Based on what was studied in the study, it is expected that writing performance will increase as the size of the buffer increases the amount of writing at once.
In addition, it is expected that read performance will improve if the size of the file is 1/4 of the size of the buffer, allowing four files, which are the thresholds of level0, to be read at once, and increasing the cache size.
Finally, by reducing the size of the block, increasing the number of bits in the index of the file, and increasing the number of bits in the filter block, the read performance is expected to be improved

Default

workload	runtime(sec)	throughput(ops/sec)
load	6.22135	16073.7
A	2.88199	34698.2
B	0.753103	132784
D	0.545697	183252

write_buffer_size 8MB

workload	runtime(sec)	throughput(ops/sec)	->	runtime(sec)	throughput(ops/sec)
load	6.22135	16073.7	->	4.58351	21817.4
A	2.88199	34698.2	->	2.30625	43360.4
B	0.753103	132784	->	0.738974	135323
D	0.545697	183252	->	0.50175	199302

As the write performance improved, the performance of load and A improved.

write_buffer_size 32MB, max_file_size 8MB

workload	runtime(sec)	throughput(ops/sec)	->	runtime(sec)	throughput(ops/sec)
load	6.22135	16073.7	->	1.33948	74655.9
A	2.88199	34698.2	->	1.44349	69276.5
B	0.753103	132784	->	0.708532	141137
D	0.545697	183252	->	0.502773	198897

The buffer size was further increased to 32MB(no performance changes after increasing more than 32MB), and the file size was 8MB, so that only Level 0 could be filled first, and it could be seen that the write performance was improved.
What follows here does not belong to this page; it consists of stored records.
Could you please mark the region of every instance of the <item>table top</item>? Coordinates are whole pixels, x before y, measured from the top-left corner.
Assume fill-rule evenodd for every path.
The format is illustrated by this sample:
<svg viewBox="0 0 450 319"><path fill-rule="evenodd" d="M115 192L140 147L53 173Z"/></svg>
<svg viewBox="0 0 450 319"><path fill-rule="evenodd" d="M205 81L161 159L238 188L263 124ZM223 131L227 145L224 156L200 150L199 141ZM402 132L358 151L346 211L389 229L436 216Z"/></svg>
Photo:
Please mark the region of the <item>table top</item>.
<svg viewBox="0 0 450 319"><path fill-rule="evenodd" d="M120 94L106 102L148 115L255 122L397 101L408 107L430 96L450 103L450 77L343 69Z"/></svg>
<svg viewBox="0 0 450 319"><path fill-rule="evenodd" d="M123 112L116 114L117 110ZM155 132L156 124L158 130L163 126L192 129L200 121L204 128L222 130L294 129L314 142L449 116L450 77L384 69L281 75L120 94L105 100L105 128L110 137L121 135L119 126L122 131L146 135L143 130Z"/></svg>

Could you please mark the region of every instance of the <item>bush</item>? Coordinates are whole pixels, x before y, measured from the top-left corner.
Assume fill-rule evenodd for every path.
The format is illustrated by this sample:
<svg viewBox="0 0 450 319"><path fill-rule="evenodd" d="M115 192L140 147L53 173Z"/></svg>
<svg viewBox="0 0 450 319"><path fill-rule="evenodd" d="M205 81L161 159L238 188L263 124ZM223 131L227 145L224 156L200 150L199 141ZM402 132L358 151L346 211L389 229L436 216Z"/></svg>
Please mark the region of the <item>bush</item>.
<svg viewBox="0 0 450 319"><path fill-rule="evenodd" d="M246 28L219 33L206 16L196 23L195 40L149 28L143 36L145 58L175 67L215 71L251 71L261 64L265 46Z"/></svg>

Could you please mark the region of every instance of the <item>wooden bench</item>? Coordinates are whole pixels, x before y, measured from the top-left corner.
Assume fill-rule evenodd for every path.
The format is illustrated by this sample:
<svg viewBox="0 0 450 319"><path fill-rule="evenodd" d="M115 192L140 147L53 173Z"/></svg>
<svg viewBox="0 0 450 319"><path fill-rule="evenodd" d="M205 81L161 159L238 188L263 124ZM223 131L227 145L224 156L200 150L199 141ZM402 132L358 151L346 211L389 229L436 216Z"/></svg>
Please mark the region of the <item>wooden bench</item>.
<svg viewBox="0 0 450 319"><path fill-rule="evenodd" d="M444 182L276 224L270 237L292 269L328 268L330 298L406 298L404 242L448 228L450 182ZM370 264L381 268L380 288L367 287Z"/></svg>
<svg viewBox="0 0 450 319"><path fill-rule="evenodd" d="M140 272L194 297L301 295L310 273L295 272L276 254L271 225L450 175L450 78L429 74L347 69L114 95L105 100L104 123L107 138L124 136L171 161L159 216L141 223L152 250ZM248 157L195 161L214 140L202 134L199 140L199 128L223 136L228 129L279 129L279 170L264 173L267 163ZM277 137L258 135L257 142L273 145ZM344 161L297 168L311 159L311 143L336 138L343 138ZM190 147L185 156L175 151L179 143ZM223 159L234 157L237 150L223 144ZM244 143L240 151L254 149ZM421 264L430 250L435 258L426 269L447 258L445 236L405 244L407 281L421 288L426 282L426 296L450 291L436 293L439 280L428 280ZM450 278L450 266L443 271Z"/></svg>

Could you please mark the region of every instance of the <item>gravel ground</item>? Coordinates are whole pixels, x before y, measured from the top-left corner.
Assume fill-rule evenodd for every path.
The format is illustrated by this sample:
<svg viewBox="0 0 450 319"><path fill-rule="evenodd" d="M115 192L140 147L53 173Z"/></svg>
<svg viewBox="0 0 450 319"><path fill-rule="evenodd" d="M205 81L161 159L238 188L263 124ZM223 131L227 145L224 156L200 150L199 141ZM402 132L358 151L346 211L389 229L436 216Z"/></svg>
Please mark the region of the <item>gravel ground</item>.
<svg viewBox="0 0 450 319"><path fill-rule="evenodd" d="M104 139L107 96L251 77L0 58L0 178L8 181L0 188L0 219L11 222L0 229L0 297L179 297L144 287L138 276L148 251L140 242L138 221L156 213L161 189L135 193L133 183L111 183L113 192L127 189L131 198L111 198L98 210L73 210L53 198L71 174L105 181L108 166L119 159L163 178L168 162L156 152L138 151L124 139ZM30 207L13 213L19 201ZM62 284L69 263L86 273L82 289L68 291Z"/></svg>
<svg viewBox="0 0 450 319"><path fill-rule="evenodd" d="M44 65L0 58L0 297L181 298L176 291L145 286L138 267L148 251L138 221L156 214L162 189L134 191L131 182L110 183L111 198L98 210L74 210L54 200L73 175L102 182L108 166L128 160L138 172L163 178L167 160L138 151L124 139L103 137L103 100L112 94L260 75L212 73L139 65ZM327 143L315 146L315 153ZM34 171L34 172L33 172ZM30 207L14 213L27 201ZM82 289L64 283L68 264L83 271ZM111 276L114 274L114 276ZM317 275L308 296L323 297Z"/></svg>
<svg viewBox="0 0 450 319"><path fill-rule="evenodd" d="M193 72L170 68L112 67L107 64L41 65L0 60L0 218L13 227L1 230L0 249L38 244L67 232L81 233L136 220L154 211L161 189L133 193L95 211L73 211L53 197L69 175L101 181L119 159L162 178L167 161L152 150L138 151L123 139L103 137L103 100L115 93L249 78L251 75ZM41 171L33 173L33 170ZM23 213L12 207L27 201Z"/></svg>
cacahe_size 8MB, block_size 2KB

workload	runtime(sec)	throughput(ops/sec)	->	runtime(sec)	throughput(ops/sec)
load	6.22135	16073.7	->	1.33054	75157.5
A	2.88199	34698.2	->	1.38317	72297.5
B	0.753103	132784	->	0.690946	144729
D	0.545697	183252	->	0.484127	206557

For read performance, the cache size was increased and the block size was reduced. (More cache than 8MB or less block size makes little difference in performance)
It was found that the performance of workload B and C, which had a high reading proportion, improved slightly.
Here, increasing the filter block and changing block_restart_interval does not cause any worse performance or make any difference.

Therefore, the best options

the best options
leveldb.write_buffer_size	32MB
leveldb.max_file_size	8MB
leveldb.compression	snappy
leveldb.cache_size	8MB
leveldb.filter_bits	10
leveldb.block_size	2KB
leveldb.block_restart_interval	16

Conclusion and discussion

We selected the best option by properly increasing the buffer size, file size, and cache size to 32MB, 8MB, and 8MB, respectively, and the block size to half 2KB.
It was clear that writing performance improved. However, it was predicted that read performance would improve if the cache size was increased to increase the hit rate and the block size was reduced to increase the items included in the index, but read performance did not improve significantly. There may be several factors for this reason, but the unpredictable factor is believed to be the main cause because data is accessed randomly.

Using one-third of the memory as a cache is good in terms of tradeoff, which can leave a large amount of OS page cache, so it is expensive to avoid memory budgeting, but in terms of performance, it is expected that the performance will be better if the size is increased by utilizing the remaining cache well.